En attendant, le peuple ukrainien souffre comme jamais auparavant. Dans le passé, c’était une nation prospère, produisant de la nourriture, avec un tourisme fort et un peuple fier de son histoire, de ses traditions et de ses possibilités d’avenir. Aujourd’hui, seulement de la tristesse et des difficultés. Malgré tout, même si le pays est dévasté, la population reste unie et pleine d’espoir (Psaume 29, 11). Des millions de personnes ont émigré vers les pays voisins, cependant la majorité est restée en Ukraine. Les hommes ont été appelés au combat et les femmes restent derrière, s’occupant de leur famille et des quelques biens qui leur restent.

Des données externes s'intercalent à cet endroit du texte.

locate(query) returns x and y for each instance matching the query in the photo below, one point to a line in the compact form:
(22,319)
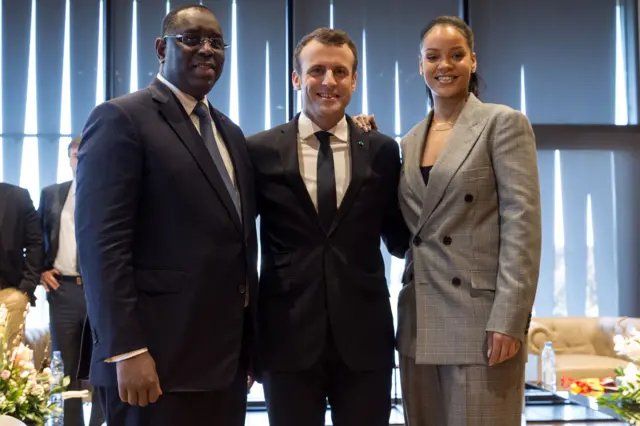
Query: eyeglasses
(193,40)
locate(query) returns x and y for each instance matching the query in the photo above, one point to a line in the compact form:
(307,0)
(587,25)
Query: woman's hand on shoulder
(365,122)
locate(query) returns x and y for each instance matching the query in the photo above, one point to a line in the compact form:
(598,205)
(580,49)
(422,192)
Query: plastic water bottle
(57,373)
(548,367)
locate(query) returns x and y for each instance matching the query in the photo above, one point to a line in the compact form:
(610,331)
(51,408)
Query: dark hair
(465,30)
(75,143)
(169,21)
(329,37)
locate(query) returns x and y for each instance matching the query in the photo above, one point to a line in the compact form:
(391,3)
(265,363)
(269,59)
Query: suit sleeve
(515,164)
(110,162)
(42,209)
(394,230)
(34,252)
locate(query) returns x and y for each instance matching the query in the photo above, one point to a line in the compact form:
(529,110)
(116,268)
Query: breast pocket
(155,282)
(476,174)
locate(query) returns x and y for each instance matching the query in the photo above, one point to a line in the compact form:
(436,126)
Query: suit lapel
(465,133)
(414,147)
(359,146)
(56,207)
(173,112)
(236,159)
(287,145)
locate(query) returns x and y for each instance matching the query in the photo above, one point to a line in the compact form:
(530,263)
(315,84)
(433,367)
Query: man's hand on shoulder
(138,382)
(49,280)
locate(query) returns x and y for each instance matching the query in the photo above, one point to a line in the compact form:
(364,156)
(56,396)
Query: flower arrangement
(25,391)
(625,400)
(622,393)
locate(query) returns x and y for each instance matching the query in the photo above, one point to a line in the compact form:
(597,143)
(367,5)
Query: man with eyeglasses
(166,232)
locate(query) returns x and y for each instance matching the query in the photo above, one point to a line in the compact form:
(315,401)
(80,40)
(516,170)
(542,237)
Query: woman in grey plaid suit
(469,193)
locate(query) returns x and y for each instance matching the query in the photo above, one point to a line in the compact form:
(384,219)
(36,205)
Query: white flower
(39,390)
(630,377)
(3,315)
(633,349)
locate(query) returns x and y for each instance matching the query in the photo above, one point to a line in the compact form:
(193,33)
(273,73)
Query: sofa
(583,345)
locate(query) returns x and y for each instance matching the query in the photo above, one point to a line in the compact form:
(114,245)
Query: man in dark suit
(327,193)
(62,280)
(21,256)
(165,221)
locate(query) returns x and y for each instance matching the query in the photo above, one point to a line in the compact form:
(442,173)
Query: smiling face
(446,62)
(327,81)
(194,69)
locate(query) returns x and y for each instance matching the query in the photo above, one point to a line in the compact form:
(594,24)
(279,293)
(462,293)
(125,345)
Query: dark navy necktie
(327,199)
(206,131)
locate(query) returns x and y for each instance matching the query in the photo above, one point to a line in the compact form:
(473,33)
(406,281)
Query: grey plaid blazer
(476,236)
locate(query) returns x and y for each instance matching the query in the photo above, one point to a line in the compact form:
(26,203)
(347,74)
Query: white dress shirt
(189,103)
(66,261)
(308,156)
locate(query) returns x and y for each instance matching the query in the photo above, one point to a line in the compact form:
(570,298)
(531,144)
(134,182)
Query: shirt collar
(188,102)
(307,128)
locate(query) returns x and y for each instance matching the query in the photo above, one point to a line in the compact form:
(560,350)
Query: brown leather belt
(76,279)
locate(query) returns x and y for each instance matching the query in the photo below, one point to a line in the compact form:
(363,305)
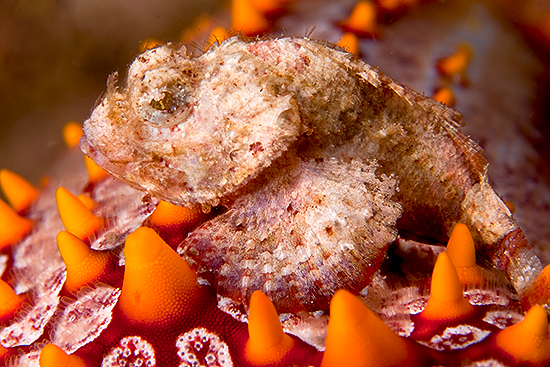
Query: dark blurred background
(55,56)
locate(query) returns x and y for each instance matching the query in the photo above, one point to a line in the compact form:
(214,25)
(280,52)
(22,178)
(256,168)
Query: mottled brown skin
(315,155)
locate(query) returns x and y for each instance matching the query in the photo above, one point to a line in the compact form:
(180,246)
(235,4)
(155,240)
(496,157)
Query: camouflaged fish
(318,159)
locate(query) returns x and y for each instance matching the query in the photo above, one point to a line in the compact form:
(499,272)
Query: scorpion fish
(313,160)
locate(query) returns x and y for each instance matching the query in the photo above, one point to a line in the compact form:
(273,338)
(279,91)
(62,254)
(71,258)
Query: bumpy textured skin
(313,153)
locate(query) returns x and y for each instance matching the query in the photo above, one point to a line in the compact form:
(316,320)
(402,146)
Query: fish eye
(160,102)
(163,104)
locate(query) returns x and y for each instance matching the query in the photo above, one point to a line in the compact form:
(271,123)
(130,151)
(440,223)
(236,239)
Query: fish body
(319,160)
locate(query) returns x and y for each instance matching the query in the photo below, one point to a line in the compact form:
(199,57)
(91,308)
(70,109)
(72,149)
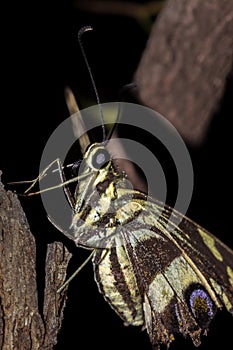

Face à ce scénario désolant, des personnes engagées se battent pour leur propre subsistance et pour la survie des autres. C’est la charité qui brille au milieu du chaos: c’est Jésus qui se présente comme la vraie consolation et la protection. En Ukraine, la Société de Saint-Vincent de Paul compte quelques conférences qui, malgré les immenses difficultés, insistent pour tendre une main amicale vincentienne à ceux qui sont dans le besoin. Outre la SSVP, la Famille Vincentienne est présente, ensemble nous essayons d’offrir un peu d’espoir à ceux qui en ont le plus besoin (Jean 16, 33), alors que les politiciens tardent à trouver une solution à ce conflit honteux.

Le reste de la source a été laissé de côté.